In the tech world we tend to overlook the aspects of human biology and human instinct, often to our own detriment. It’s what drove the backlash against Google Glass, which from a purely technological perspective (for the time) should have sold like hotcakes.. it’s why social media makes people considerably less happy.. and in my opinion, it’s why offices will continue to exist for the foreseeable future. Humans are not ready to fully integrate with our machines and become cyborgs. Something about our biology rejects technology and longs for real human connection instead. We just don’t realize it ‘til it’s missing. Advancements in telecommunication have brought us within an inch of realizing our dream to work in comfort and solitude, only to realize that that dream was misguided.

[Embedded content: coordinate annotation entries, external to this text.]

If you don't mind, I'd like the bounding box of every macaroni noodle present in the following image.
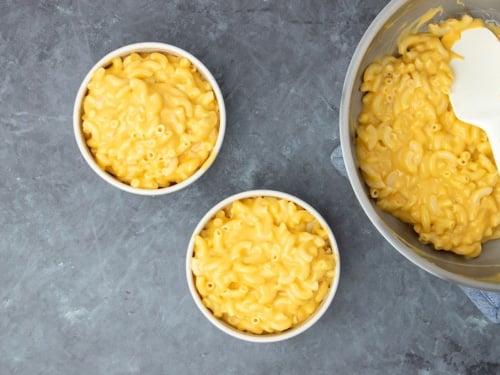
[356,16,500,257]
[191,197,336,334]
[82,52,219,189]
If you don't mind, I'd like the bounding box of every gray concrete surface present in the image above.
[0,0,500,375]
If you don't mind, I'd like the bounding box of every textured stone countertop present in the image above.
[0,0,500,375]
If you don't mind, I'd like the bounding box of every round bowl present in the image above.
[339,0,500,291]
[73,42,226,195]
[186,190,340,343]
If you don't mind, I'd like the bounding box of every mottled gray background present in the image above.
[0,0,500,375]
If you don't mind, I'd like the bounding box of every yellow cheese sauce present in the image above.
[82,52,219,189]
[356,12,500,257]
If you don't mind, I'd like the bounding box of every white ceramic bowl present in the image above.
[339,0,500,291]
[186,190,340,343]
[73,42,226,195]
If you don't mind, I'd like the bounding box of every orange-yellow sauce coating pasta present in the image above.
[356,16,500,257]
[82,52,219,189]
[191,197,336,334]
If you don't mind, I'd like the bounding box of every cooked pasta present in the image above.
[82,52,219,189]
[191,197,336,334]
[356,15,500,257]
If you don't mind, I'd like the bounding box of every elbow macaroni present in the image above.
[356,16,500,257]
[191,197,336,334]
[82,52,219,189]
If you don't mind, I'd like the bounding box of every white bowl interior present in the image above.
[73,42,226,195]
[339,0,500,291]
[186,190,340,343]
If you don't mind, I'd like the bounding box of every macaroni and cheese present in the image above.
[356,16,500,257]
[82,52,219,189]
[191,197,336,334]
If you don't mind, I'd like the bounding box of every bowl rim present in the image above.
[339,0,500,291]
[73,42,226,196]
[186,189,341,343]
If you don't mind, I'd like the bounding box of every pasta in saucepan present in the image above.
[356,16,500,257]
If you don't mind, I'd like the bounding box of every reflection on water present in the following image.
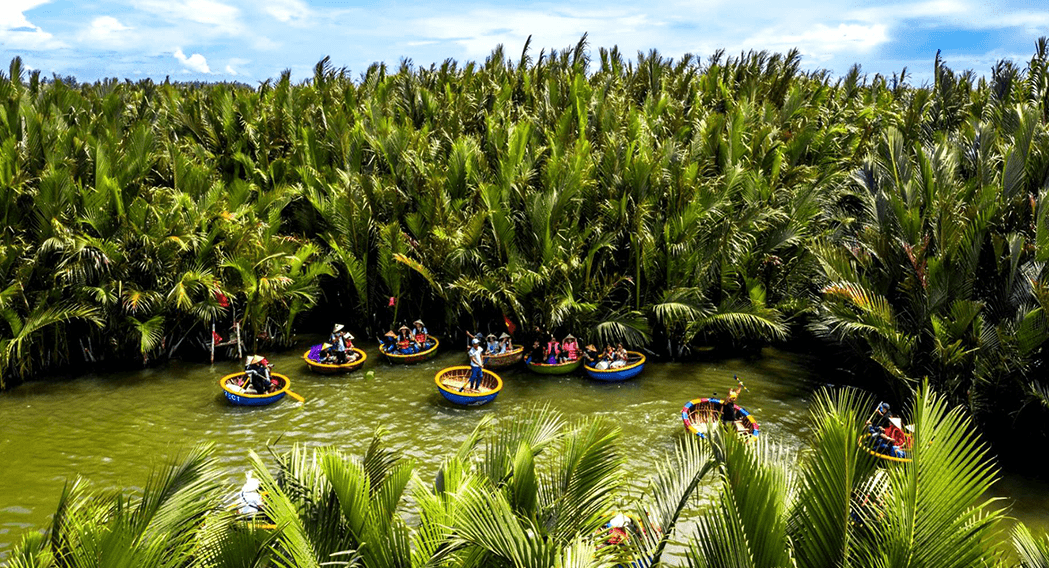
[0,345,1049,558]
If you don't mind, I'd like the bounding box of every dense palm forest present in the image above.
[8,387,1049,568]
[0,37,1049,445]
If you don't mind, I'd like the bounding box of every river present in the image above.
[0,338,1049,561]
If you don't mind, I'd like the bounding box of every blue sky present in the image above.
[0,0,1049,84]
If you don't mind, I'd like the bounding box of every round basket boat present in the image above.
[433,365,502,406]
[583,351,645,381]
[379,335,441,364]
[302,344,368,375]
[218,371,292,406]
[525,357,583,375]
[485,345,525,369]
[681,398,762,438]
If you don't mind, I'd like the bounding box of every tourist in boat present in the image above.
[528,339,547,364]
[244,355,274,395]
[721,388,740,424]
[544,334,561,365]
[485,333,501,355]
[342,332,361,363]
[397,325,419,355]
[237,470,262,517]
[583,343,601,364]
[382,330,397,353]
[561,334,579,361]
[328,323,346,365]
[412,319,430,350]
[459,337,485,393]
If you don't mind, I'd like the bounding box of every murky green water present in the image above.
[0,338,1049,559]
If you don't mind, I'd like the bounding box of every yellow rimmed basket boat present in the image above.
[379,335,441,364]
[218,371,292,406]
[485,345,525,369]
[302,344,368,375]
[583,351,645,382]
[433,365,502,406]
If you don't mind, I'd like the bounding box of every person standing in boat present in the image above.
[459,337,485,393]
[722,388,740,424]
[411,319,430,350]
[328,323,346,365]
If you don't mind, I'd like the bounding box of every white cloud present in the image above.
[0,0,65,49]
[80,16,131,45]
[175,47,211,73]
[136,0,243,35]
[263,0,312,24]
[745,23,889,61]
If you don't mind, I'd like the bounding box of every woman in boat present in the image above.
[485,333,502,355]
[561,334,579,361]
[528,339,547,364]
[721,388,740,424]
[412,319,430,350]
[382,330,397,353]
[397,325,418,355]
[608,343,628,369]
[328,323,346,365]
[544,334,561,365]
[244,355,276,395]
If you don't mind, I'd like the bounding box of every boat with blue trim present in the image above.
[218,371,292,406]
[583,351,645,382]
[433,365,502,406]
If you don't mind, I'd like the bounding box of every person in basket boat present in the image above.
[328,323,346,365]
[608,343,630,369]
[544,334,561,365]
[561,334,579,362]
[528,339,547,364]
[238,355,277,395]
[583,343,601,364]
[459,337,485,393]
[411,319,430,350]
[499,332,514,353]
[397,325,419,355]
[382,330,397,354]
[485,333,502,355]
[721,388,740,424]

What we should be aiming for is a best of both worlds solution that involves better telecommunication coupled with easier, cheaper and more efficient physical transportation. We need to make geographically disparate locations more mutually physically accessible. Cut the cost and time of flights to make a weekly or monthly commute across the planet attainable at a reasonable financial and human cost. Improve public transportation and the outdated 19th Century rail system most countries are still dragging almost midway into the 21st Century at a heavy cost. Reduce emissions and move to clean fuels so that we can connect more easily while still maintaining our planet’s ability to support us and the next generation of telecommuting commuters.
Technology can only take us halfway towards building a better, more connected, more accessible world. The rest is up to us, staying true to who we are and accepting that we are biologically social animals, and that there is no technological substitute for real human connection, whether at home, in the workplace, or in the crossroads between them.